Au sein des Etats, et comme on l’a constaté au cours des discussions de l’Assemblée générale, l’approche « intermédiaire et transitionnelle » ne fait pas l’objet de consensus.  Les avis demeurent fort partagés, entre les Etats  non partisans et partisans de cette introduction ‘’d’arrangements intérimaires’’.  La première catégorie, souligne le risque de voir ‘’tout simplement reporter pendant des décennies la réforme globale du Conseil’’.  Pour eux, ces mesures auraient l’avantage de mettre fin à des discussions répétitives et improductives, qui seraient assortis d’une clause d’examen obligatoire.  Le 13 novembre 2007, Djibouti, Maurice et la Jamaïque ont quelque peu fragilisé le consensus qui semble prévaloir autour de la nécessité de négocier des « arrangements intérimaires » pour sortir de l’impasse les discussions liées à l’augmentation du nombre des membres du Conseil de sécurité.  Pour le représentant de Maurice, discutant à la 49e séance plénière, cette approche intermédiaire contiendrait, en elle, les germes de la perpétuation de l’injustice historique faite à l’Afrique, seul continent à n’occuper aucun siège permanent au Conseil.  Autre voix discordante, celle de Cuba.  Le représentant permanent de Cuba auprès des Nations Unies, Rodrigo Malmierca Diaz a souligné que son pays s’opposait à la tendance à assimiler la réforme de l’ONU à un renforcement des pouvoirs du Conseil de sécurité.  Il a appelé au plein respect des fonctions et pouvoirs des principaux organes, en particulier de l’Assemblée générale, et au maintien de l’équilibre entre ces organes.

Conseil de securité des Nations Unies aujourd'hui
Photo ONU Devra Berkowitz

Du côté des partisans de cette solution « intermédiaire et transitionnelle », figure notamment l’Islande.

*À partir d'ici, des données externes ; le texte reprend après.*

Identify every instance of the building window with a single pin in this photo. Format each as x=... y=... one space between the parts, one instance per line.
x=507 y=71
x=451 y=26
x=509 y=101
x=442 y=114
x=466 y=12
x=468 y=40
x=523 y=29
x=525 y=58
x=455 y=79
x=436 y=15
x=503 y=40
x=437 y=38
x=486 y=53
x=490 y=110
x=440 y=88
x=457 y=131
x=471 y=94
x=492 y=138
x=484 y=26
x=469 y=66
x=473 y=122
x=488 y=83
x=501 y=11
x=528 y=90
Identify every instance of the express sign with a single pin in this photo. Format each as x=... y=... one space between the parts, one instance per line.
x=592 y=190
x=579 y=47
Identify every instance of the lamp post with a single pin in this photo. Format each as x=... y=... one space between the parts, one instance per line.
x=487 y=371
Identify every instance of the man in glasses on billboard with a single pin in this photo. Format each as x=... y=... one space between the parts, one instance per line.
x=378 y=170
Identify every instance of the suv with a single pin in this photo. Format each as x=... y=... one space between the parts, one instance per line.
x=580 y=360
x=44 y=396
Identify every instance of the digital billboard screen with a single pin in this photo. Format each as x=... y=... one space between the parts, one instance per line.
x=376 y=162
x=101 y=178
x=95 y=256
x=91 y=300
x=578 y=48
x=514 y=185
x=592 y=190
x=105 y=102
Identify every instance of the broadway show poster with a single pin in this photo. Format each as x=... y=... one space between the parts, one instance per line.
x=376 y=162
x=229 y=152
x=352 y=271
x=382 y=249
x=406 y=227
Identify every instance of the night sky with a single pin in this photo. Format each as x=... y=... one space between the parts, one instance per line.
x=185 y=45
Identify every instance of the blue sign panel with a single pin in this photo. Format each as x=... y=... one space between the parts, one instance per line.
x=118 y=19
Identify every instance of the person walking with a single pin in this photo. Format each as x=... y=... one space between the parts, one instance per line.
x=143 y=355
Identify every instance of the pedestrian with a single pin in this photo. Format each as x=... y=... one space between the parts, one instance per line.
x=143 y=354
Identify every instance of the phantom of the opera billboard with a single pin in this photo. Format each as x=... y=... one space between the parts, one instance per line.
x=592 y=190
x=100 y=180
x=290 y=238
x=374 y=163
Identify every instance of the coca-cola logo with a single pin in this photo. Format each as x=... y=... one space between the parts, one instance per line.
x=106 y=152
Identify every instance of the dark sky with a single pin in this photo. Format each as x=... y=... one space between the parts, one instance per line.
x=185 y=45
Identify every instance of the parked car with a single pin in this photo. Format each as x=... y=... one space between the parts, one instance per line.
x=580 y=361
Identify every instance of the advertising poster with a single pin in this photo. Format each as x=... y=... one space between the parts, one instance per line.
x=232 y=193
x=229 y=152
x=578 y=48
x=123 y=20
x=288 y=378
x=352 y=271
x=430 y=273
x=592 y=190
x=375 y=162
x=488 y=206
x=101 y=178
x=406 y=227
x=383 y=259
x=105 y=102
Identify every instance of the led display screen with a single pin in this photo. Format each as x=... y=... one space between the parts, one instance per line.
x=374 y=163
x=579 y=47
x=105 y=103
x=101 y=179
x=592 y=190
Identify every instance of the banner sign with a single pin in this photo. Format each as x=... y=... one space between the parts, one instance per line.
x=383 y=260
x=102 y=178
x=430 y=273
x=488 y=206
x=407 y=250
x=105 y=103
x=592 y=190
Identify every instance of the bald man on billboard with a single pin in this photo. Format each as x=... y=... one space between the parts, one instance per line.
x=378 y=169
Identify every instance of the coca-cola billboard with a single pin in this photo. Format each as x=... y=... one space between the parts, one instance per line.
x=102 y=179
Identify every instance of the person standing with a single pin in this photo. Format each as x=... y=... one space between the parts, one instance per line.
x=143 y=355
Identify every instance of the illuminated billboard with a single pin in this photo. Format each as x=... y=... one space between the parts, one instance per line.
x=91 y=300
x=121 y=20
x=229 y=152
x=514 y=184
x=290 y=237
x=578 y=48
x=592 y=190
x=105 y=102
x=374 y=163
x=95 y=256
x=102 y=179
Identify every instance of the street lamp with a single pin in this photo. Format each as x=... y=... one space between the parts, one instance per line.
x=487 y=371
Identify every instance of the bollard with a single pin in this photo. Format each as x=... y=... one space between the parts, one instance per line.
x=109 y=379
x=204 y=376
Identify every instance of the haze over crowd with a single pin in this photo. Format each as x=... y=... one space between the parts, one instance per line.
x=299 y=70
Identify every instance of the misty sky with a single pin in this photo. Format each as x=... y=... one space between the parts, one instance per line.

Au cours de cette séance suscité du 13 novembre, M. Hjalmar W. Hannesson, représentant de ce pays, aux Nations Unies a tenu, tout en rappelant l’appartenance de son pays au groupe soutenant le G-4, à voir les Etats Membres réfléchir davantage aux idées avancées par les Facilitateurs. Autre soutien, celui de la France. Pour M. Jean-Pierre Lacroix, son représentant aux discussions du 13 novembre, le Gouvernement français est aussi ouvert à une solution transitoire qui, sans préjuger du résultat ultime, permettrait à la communauté internationale d’avancer.   
Le temps est donc venu d’entamer des négociations dans un esprit d’ouverture, d’exigence, de souplesse et avec une ferme volonté d’aboutir.